The Joyful Song of the Partridge by Paulina Chiziane
New York. Archipelago Books. 2024. 485 pages.
Sixty-eight-year-old Paulina Chiziane doesn’t write for your approval but rather to protect the sanctity of her people’s memories. She doesn’t want the history of the Mozambiquan people to be distorted by time and white historians whose focus is always elsewhere. Her books describe the horrors of slavery and colonialism from Portuguese invaders. The endless wars followed, and finally independence, which fell far short of its idealistic promise. Despite the ongoing carnage, Mozambique remains in Chiziane’s mind a place of beauty and holiness where luscious palm trees seem to sprout wherever you look. She knows there “will still be a need for a thousand and one revolutions to come.” But she has learned not to hurry. Instead, she writes voraciously using feverish yet ethereal prose that dances around her magical flights and imaginings. Chiziane has strong preferences she is unafraid to admit; like her distaste for the patriarchy, but her displeasure somehow lives harmoniously with her love of Mozambique’s most ancient and sacred traditions.
In The Joyful Song of the Partridge, we see a seductive, naked woman named Maria das Tores swimming in the River Licungo. The women onshore think they see a “mermaid queen on a throne of clay” and fear she will bring disaster upon them. Maria das Tores is searching for her children, as she has been for the past quarter of a century. While escaping her abusive husband to whom she was sold as a child bride, she fell asleep on a mountaintop and woke up to find all three children missing. The villagers think she is a madwoman, but Chiziane illustrates for us how she is nothing of the sort. Maria das Tores is just hopelessly encapsulated inside her pain, like so many others around her. Her mother, Delfina, was once a prostitute. But then she became a married woman to the kind and gentle Jose dos Montes, who was once a slave. They both became assimilados, assisting the Portuguese invaders in subjugating their own brethren in exchange for a sliver of the spoils.

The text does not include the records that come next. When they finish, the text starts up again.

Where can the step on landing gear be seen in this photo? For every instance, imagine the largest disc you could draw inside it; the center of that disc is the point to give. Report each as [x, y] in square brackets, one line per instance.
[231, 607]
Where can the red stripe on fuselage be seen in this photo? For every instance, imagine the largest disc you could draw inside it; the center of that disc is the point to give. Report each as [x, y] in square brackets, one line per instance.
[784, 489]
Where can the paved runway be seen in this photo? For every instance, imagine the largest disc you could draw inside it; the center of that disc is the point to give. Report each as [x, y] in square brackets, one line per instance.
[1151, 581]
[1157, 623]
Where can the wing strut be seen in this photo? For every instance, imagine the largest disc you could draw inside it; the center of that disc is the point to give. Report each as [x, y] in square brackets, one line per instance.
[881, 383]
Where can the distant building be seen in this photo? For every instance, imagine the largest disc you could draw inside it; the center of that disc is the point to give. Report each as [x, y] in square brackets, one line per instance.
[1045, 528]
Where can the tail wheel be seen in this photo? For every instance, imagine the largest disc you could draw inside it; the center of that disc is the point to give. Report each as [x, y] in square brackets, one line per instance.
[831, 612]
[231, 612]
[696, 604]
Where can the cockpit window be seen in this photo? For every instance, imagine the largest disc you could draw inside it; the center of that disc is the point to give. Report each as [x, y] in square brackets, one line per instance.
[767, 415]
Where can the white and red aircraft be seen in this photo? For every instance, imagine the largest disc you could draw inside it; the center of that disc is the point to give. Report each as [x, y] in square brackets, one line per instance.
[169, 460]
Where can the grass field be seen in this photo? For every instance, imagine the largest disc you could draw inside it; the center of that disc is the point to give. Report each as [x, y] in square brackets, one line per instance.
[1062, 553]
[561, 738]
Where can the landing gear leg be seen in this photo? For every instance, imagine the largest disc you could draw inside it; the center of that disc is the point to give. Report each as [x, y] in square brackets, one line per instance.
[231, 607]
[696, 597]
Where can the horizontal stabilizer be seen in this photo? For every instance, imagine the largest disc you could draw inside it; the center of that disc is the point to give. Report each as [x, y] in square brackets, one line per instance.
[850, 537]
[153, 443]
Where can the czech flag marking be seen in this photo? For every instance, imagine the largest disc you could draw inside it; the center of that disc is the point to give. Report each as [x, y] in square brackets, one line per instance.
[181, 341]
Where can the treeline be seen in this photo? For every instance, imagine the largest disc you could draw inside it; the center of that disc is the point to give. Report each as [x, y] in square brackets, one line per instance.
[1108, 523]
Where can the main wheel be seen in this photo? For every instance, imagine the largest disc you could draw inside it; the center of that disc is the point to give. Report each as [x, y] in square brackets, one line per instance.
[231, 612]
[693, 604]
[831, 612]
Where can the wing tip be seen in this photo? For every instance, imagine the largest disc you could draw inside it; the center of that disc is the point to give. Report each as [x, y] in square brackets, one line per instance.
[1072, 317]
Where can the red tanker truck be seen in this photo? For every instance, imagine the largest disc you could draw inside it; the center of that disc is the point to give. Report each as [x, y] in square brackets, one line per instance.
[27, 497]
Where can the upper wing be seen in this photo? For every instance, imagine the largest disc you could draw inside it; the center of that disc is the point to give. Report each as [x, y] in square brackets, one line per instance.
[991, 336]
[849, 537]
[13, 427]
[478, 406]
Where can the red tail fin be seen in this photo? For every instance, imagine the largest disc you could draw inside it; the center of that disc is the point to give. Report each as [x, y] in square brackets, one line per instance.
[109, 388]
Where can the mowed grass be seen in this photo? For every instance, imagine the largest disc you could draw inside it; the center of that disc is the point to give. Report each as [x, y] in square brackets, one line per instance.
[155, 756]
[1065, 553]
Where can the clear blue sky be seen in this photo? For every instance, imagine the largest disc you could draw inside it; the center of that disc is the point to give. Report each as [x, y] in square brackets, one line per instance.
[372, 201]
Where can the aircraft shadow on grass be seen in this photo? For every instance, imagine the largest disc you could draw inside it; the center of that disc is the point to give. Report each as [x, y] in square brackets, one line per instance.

This act of horrific betrayal doesn’t haunt Delfina as much as it does her husband Jose dos Montes, who sees how he has been corrupted, thinking: “The lives of others don’t matter, what counts is power. For human shoulders are the steps men climb in narcissistic pursuit.” Jose sends his former friends into exile, some he massacres, and others he sends to work on plantations. All the while, instead of feeling emboldened, he feels as if he is drowning and senses Delfina pulling away from him. She has taken an older white man as her lover and soon gives birth to a mulatto child whom she sees as the golden calf who will bring fortune to her family as well as a longed-for acceptability. She treats her mulatto daughter differently from her black children; giving her treats and gently brushing her hair while treating this child as some sort of special offering that must be protected at all costs. Her other children she is often callous with.
Chiziane’s characters become fully fleshed out in our minds; we can almost hear them breathing. She refrains from judging even the actions of the most hardened and loves them equally. She bestows forgiveness on all. They are all victims of a distorted white privilege that rules the world and must be dismantled, but there seems to be no timetable set for such an occurrence. Chiziane resents the white colonialists who plundered her land and came with the Christian church as their carrying card, hoping it would dupe the natives into believing in their holiness and superior stature. But we sense Chiziane and her heartbroken characters see through this deception. They prefer the God one finds deep in the forest where one can scream, shout, sing, or cry as they wait for a sleepy God to make his appearance. It is only there they think they get a glimpse of Him.
Her most devious character, Delfina, who is not above selling her daughters or herself for money or some privilege or another, is unforgettable because Chiziane manages to make us understand her willingness to act in such a reckless and heartless manner. We feel Delfina’s hopelessness and see how the situation she faces forces her to consider extreme measures. Delfina is a conniver, filled with lust and violence just like the men who devour her, yet we empathize with her exhaustion as she describes the rhythm of black life: “Blacks being tormented. Loading. Unloading. The crack of the whip. Strikes and deaths. Images that inspire melancholy and sadness in her.” We become Delfina’s allies despite her machinations. We watch with her as she stares at the glowing white cities all lit up at night by electricity so powerful it has the capacity to subdue “the moon’s brilliance.” And we lower our heads in prayer for what we have done.